You simply need to start ruling out components till only 1 is left, it isn't a quick nor painless process but it is all you've got based upon the evidence thus far presented.

CHiLL 18-02-2009 18:44

Re: Unmountable_Boot_Volume
 
The system seemed to work for about a week before it encountered problems.

I used to have a socket 754 motherboard with standard DDR memory slots...the same problems occurred.

I now have a socket AM2 motherboard with DDR2 memory slots, which obviously requires different memory to the last board. The problem still occurs.

I formatted the hard drives many times, on both setups, and still had problems.

I only have the motherboard, hard drive and fan attached. I only had the dvd-drive attached to install, then de-attached it.

I know it isn't the Windows XP install disc, because I used the exact same disc on my main computer, which is problem free, after about 6 months.
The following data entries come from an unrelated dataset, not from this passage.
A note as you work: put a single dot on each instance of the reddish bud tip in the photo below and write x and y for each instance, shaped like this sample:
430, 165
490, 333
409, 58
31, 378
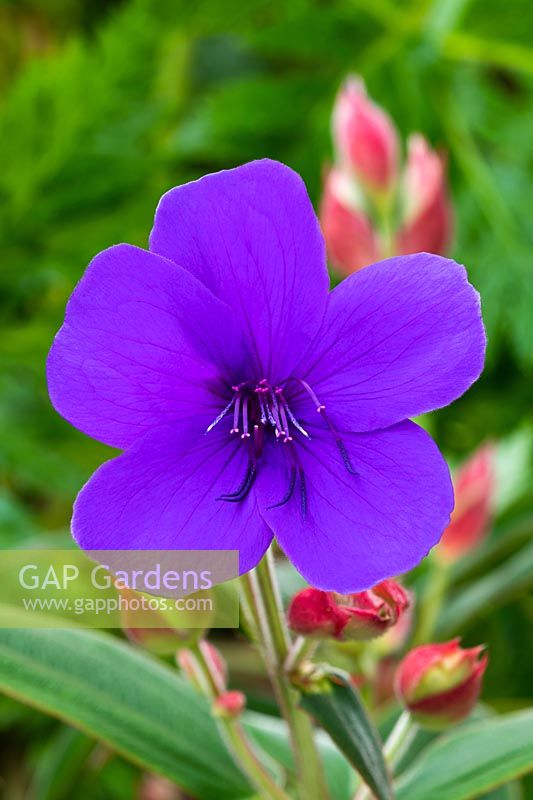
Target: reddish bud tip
229, 705
474, 486
428, 218
350, 238
358, 616
440, 683
365, 137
This means it's only the drives?

mischievious 19-02-2009 01:00

Re: Unmountable_Boot_Volume
 
Based upon the evidence I would have to agree that the issue looks (at this stage) to point to the fact that you may possibly be a very unlucky person indeed. Assuming that we are down to just the drives I would be tempted to connect them to a working machine either as secondary drives or through a USB caddy and then running chkdsk on them.
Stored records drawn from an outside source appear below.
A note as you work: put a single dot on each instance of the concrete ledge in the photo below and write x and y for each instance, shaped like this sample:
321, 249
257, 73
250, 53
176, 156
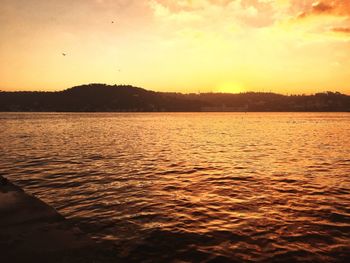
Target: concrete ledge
32, 231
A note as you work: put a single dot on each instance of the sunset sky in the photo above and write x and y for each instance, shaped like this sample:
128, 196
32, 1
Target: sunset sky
284, 46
If this is clean it maybe possible that some software you use is causing all this grief. e.g. do you play with vmware or other virtualisation software?

Chicken 19-02-2009 01:16

Re: Unmountable_Boot_Volume
 
It might be an idea to get the diagnostic utility from the hard drive manufacturers website and run it - it could be your developing bad sectors on the drives and its just sods law for them to occur in the MBR on both drives.

CHiLL 19-02-2009 12:47

Re: Unmountable_Boot_Volume
 
I have ran disc checks from a resource disc I have, and that found bad sectors on both drives. Though it said it had repaired all of the bad sectors.

I have used virtual machines before, but I have limited experience and knowledge in that area.

Dai 19-02-2009 14:25

Re: Unmountable_Boot_Volume
 
Quote:

Originally Posted by CHiLL (Post 34736621)
I have ran disc checks from a resource disc I have, and that found bad sectors on both drives. Though it said it had repaired all of the bad sectors.

I have used virtual machines before, but I have limited experience and knowledge in that area.

I don't believe that you can 'repair' bad sectors. The terminology that the tools use is misleading you a bit. Modern drives replace bad sectors with a spare mapped in from a reserved area then block the bad one.

Unfortunately the pool of spare sectors is limited and once you run out of spares your drive is toast.

Personally I retire a drive as soon as it shows any bad sectors. In my experience it's usually the start of a downward spiral.

Wayfair 19-02-2009 14:30

Re: Unmountable_Boot_Volume
 
SpinRite is always a good tool to have in your box of tricks, it has only saved me once but it was a big save so I would always recommend it.

Dai 19-02-2009 15:44

Re: Unmountable_Boot_Volume
 
Quote:

Originally Posted by Wayfair (Post 34736662)
SpinRite is always a good tool to have in your box of tricks, it has only saved me once but it was a big save so I would always recommend it.

Seconded. It's an essential low-level tool although it takes forever to run on big modern drives.

:sleep:

mischievious 19-02-2009 18:12

Re: Unmountable_Boot_Volume
 
Given the low cost of a modern SATA drive vs the fear of losing your data I would personally replace the drive. In my experience your drive is telling you that it is sick.

cough...cough!

itsbroke 22-02-2009 04:09

Re: Unmountable_Boot_Volume
 
Ummm it is booting straight into the partition screen and not from the OS Boot disc?
If so Might be worth checking that the BIOS settings are set to boot from CD, otherwise your system will try and boot from the hard drive partition

CHiLL 22-02-2009 13:28

Re: Unmountable_Boot_Volume
 
I could boot from the CD, just when I did boot from the XP install disc, it would skip the whole 'welcome screen' and go into the partition selection. Meaning I couldn't access the repair function.

I have now replaced the drive with one I know to work, so far so good.